Pandemic plays havoc with printer profits
Global suppliers of printers and MFDs have not been spared by COVID-19.
Kyocera
Sales at Kyocera’s document solutions group plunged by 31 per cent in the three months to June 30 to US$570 million. The division’s operating profit dropped by nearly 80 per cent.
“First-quarter sales revenue and profits both declined as compared to the prior-year period due to weaker demand in major markets, reflecting global economic stagnation caused primarily by the COVID-19 pandemic,” the company said.
The company added: Based on our continued assumption that major markets will gradually recover toward the end of fiscal 2021, the company is making no change at this time to the original forecasts for the year ending March 31, 2021.”
Canon
Sales also fell by around 30 per cent at Canon, whose office unit reported a marginal loss of US$10 million.
Multifunction devices were down by 40 per cent while sales of laser printers and products fell by around 28 per cent. Canon said that demand in China had recovered, with sales in May and June in line with those of last year.
In a shrinking market, Canon said it will also be supporting its OEM partner – HP – as it rolls out a business model in the laser printer category that bundles hardware and consumable sales into a blanket contract.
In developed countries and China, inkjet sales grew increased due to expanding demand as a result of remote working and schooling. Consequently, overall unit sales were above those of last year for the same period.
Inkjet sales for the second half of the year are expected to be buoyed by consumables for newly-acquired printers, but Canon said it still expects this segment to contract in the medium-to-long term.
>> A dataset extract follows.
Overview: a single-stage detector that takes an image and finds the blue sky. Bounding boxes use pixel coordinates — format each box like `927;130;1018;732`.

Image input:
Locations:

Canon said the impact of COVID-19 in the latest quarter represented a US$198 billion hit on the top line and US$66 billion on operating profit.
Xerox
Xerox’s Q2 sales fell by about 35 per cent to US$1.46 billion with equipment sales down by 38 per cent to US$310 million.
Supplies and paper fell by 48.1 per cent to US$150 million and services and rentals by 31.6 per cent to US$949 million.
“We experienced some signs of recovery, and a moderation in our rate of revenue declines during the month of June. However, we expect that our business will continue to be impacted by the on-going uncertainty. Accordingly, we now expect a slower pace of gradual recovery in the second half of the year,” the company said.